There has been talk for a little while that Sony is working on adding more bodies to its vlogging-based ZV line of cameras. Some expected a new camera to come in the Spring of this year, but that didn’t happen. Fresh rumours, though, seem to suggest that it might be coming in August (although they admit that date is speculation) and contain a stacked BSI CMOS sensor like the Sony A1 and A9 II.
As part of the ZV lineup, it would naturally be geared towards video. It’s reported that the camera will offer crop-free (beyond the inherent 1.5x crop of the APS-C sensor) 4K 60fps video as well as five-axis in-body image stabilisation. There isn’t much else to go on, besides that, but it makes sense for Sony to be putting more effort into APS-C again.
Sony just announced three new APS-C lenses last week, espousing their video capabilities. Pretty much all of them would work well for vlogging with an APS-C sized sensor, too. In fact, the product images distributed by Sony for the announcement even show a couple of them mounted to the Sony ZV-E10 camera.

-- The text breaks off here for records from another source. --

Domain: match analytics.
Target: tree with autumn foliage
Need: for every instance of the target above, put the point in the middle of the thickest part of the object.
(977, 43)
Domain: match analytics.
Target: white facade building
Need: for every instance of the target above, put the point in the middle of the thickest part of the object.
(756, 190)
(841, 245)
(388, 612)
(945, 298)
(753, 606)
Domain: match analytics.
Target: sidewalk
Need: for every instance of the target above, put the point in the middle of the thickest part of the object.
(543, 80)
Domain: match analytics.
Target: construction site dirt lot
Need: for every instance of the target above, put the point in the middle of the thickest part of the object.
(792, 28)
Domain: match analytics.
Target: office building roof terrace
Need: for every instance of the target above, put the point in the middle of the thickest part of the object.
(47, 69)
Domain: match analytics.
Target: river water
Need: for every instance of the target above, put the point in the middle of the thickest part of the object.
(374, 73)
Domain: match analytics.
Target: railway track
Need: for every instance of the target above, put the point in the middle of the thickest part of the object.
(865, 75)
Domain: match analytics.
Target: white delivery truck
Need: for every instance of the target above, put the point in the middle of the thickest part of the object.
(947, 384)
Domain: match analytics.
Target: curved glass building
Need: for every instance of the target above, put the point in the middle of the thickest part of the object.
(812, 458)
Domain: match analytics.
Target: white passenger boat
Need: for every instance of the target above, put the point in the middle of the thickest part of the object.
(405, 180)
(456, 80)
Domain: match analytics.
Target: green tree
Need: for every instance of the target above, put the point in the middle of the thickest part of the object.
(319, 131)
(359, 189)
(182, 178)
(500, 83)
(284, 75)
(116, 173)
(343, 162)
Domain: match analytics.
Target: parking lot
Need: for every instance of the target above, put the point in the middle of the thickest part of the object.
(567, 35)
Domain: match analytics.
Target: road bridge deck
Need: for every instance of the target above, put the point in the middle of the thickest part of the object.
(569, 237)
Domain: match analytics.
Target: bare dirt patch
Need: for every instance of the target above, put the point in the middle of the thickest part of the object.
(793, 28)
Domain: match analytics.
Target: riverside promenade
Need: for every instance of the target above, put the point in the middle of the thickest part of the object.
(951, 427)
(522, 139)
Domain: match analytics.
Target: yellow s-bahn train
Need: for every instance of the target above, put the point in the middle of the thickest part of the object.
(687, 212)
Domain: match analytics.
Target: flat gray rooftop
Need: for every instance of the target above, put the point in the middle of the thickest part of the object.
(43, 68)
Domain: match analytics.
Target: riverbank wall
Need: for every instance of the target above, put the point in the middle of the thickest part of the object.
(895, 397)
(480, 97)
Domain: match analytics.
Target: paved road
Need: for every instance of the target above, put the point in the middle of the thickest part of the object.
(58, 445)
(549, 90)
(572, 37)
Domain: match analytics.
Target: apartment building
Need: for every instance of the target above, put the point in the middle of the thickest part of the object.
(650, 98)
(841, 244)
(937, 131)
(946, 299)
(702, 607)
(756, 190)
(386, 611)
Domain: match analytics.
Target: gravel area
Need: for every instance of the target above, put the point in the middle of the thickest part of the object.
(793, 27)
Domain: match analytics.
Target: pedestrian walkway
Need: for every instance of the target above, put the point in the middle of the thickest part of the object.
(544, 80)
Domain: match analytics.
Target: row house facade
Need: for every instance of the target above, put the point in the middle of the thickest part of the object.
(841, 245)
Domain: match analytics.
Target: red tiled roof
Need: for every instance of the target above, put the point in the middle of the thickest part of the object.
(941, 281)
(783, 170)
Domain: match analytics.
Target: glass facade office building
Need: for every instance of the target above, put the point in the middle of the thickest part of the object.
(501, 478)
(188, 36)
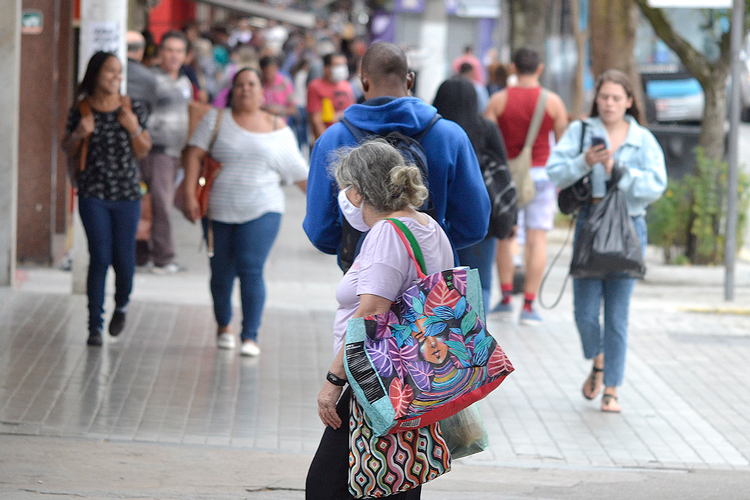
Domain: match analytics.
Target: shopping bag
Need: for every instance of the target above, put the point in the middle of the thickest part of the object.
(464, 432)
(385, 465)
(607, 245)
(430, 356)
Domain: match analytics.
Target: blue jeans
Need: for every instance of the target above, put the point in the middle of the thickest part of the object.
(614, 293)
(481, 256)
(110, 229)
(241, 250)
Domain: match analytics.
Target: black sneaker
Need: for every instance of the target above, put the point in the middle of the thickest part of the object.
(117, 323)
(95, 338)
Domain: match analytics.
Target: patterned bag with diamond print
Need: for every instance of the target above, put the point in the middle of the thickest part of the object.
(430, 356)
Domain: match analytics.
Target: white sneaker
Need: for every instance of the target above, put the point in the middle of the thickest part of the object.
(249, 348)
(170, 268)
(225, 341)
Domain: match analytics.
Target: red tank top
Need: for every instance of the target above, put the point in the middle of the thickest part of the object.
(515, 121)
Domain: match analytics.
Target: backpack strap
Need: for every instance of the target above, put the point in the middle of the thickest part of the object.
(219, 114)
(360, 134)
(411, 244)
(583, 134)
(536, 120)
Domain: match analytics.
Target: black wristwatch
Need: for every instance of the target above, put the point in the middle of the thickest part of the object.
(335, 380)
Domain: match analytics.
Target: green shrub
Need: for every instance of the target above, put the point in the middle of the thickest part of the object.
(689, 221)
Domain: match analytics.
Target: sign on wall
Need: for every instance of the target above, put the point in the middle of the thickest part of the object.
(32, 22)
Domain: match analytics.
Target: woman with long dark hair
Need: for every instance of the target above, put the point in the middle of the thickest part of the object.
(456, 100)
(258, 153)
(623, 145)
(109, 131)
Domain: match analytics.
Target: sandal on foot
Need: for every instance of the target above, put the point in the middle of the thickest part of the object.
(591, 384)
(607, 401)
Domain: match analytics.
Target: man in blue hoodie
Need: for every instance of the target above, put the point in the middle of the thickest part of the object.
(457, 191)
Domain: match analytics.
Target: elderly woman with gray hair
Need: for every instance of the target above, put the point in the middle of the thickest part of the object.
(375, 185)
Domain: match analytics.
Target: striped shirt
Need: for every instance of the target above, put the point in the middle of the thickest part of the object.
(254, 167)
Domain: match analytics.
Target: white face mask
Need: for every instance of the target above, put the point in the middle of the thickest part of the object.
(339, 73)
(353, 214)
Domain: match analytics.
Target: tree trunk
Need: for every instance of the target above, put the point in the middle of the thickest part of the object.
(530, 25)
(612, 24)
(711, 138)
(580, 36)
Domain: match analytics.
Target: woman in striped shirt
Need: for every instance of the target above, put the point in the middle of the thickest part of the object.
(259, 154)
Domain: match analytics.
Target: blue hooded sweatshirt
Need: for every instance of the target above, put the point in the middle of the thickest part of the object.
(457, 190)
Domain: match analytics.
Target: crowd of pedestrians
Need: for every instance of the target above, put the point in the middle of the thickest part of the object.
(279, 95)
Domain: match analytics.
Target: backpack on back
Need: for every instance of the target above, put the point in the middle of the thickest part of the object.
(411, 149)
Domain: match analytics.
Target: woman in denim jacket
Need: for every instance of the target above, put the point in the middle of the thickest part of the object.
(634, 150)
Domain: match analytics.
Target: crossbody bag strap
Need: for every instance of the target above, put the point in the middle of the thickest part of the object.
(216, 130)
(411, 244)
(84, 108)
(536, 120)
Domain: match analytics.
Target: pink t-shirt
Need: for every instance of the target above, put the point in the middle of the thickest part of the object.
(384, 268)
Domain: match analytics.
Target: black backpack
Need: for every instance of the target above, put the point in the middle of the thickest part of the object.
(411, 149)
(503, 195)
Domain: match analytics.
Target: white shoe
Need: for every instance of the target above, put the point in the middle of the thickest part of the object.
(170, 268)
(249, 348)
(225, 341)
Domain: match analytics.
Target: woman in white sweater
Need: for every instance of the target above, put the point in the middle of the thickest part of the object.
(258, 153)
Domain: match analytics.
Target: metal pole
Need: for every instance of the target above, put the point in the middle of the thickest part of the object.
(730, 243)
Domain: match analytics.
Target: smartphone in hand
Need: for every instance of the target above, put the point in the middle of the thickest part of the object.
(597, 141)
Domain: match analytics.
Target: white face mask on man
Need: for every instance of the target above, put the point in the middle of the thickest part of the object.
(352, 213)
(339, 73)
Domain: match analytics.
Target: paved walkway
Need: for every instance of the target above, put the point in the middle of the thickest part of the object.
(686, 399)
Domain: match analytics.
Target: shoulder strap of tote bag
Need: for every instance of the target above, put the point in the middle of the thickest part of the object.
(412, 246)
(536, 120)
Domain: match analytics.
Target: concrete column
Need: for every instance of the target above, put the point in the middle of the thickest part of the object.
(433, 42)
(10, 71)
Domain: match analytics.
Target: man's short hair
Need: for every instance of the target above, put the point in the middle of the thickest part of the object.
(328, 58)
(383, 60)
(267, 61)
(179, 35)
(526, 61)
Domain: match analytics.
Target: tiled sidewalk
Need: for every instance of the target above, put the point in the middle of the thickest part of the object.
(686, 399)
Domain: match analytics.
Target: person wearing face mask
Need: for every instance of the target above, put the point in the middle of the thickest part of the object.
(330, 95)
(375, 184)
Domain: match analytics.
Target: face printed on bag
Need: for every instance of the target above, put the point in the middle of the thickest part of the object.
(434, 350)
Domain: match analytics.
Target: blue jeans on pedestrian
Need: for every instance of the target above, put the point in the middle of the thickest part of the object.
(481, 256)
(110, 229)
(241, 250)
(614, 293)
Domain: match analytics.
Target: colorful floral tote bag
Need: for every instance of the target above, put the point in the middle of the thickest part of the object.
(427, 358)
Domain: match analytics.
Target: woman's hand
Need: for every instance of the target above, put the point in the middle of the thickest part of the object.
(85, 128)
(192, 209)
(127, 118)
(327, 399)
(599, 154)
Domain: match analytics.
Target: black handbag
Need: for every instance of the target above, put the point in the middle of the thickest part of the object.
(607, 245)
(573, 197)
(503, 195)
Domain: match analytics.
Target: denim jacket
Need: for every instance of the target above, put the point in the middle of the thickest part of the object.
(645, 177)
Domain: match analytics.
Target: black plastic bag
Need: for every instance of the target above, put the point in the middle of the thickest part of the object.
(607, 245)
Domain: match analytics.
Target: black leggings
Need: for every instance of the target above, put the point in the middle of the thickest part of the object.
(328, 477)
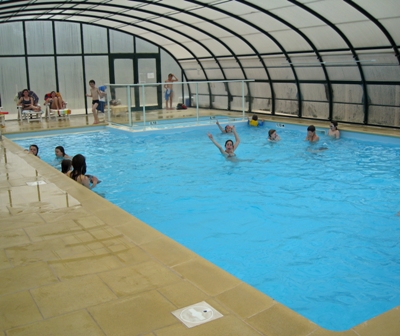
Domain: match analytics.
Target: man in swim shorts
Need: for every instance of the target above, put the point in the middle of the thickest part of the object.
(228, 128)
(95, 93)
(169, 93)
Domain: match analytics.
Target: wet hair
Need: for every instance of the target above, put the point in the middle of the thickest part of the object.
(37, 148)
(79, 165)
(62, 150)
(228, 141)
(66, 165)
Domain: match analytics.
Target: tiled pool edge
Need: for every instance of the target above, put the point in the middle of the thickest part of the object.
(270, 318)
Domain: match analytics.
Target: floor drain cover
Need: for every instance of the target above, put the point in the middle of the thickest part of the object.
(196, 314)
(35, 183)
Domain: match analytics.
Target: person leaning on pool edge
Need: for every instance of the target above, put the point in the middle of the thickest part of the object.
(33, 149)
(311, 136)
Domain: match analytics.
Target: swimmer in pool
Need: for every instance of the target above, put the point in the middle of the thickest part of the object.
(273, 136)
(33, 149)
(230, 147)
(311, 136)
(228, 128)
(333, 130)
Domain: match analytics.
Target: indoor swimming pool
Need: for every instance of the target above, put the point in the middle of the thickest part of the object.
(314, 229)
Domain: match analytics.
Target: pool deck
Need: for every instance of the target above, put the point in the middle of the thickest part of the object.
(72, 263)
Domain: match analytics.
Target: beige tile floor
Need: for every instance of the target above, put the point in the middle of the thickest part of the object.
(71, 263)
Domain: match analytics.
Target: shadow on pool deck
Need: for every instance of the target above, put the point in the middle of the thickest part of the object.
(72, 263)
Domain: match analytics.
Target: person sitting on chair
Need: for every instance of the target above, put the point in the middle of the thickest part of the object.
(55, 101)
(26, 102)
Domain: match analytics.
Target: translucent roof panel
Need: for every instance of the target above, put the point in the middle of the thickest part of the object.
(336, 12)
(364, 34)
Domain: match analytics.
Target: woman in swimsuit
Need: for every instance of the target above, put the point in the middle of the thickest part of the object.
(55, 101)
(230, 147)
(60, 153)
(26, 102)
(79, 171)
(311, 136)
(333, 130)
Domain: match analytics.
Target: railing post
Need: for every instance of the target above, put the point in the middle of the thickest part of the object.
(128, 92)
(197, 101)
(144, 105)
(108, 106)
(243, 105)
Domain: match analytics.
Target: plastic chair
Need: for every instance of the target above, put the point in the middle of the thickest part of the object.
(29, 114)
(61, 113)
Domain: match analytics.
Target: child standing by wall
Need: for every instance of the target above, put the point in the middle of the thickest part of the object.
(95, 93)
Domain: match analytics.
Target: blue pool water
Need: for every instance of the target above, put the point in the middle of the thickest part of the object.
(316, 231)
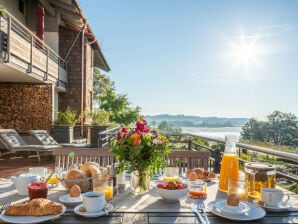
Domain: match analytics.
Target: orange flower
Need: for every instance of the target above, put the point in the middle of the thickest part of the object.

The reports do suggest that a new camera would not be a replacement model for the Sony ZV-E10 – and one would hope so given that the ZV-E10 isn’t even a year old yet – but perhaps a higher-end alternative to it. 5-axis IBIS and 4K60 would certainly both be big benefits over the ZV-E10 that would attract a lot of content creators while still leaving the ZV-E10 as a lower price point option for those who don’t need those features.
Exactly what the resolution of the new sensor will be is unknown, as are its stills capabilities. But being a stacked BSI CMOS sensor, I expect it should have moderately decent low light performance and hopefully very little rolling shutter “jello effect” when shooting video or stills with the electronic shutter.
Hopefully, now that all of the camera manufacturers (no, not you, Pentax) seem to have jumped on the mirrorless train and they’ve had a few years to flesh out their full-frame lineups, we might start to see some nice competition in the APS-C space again.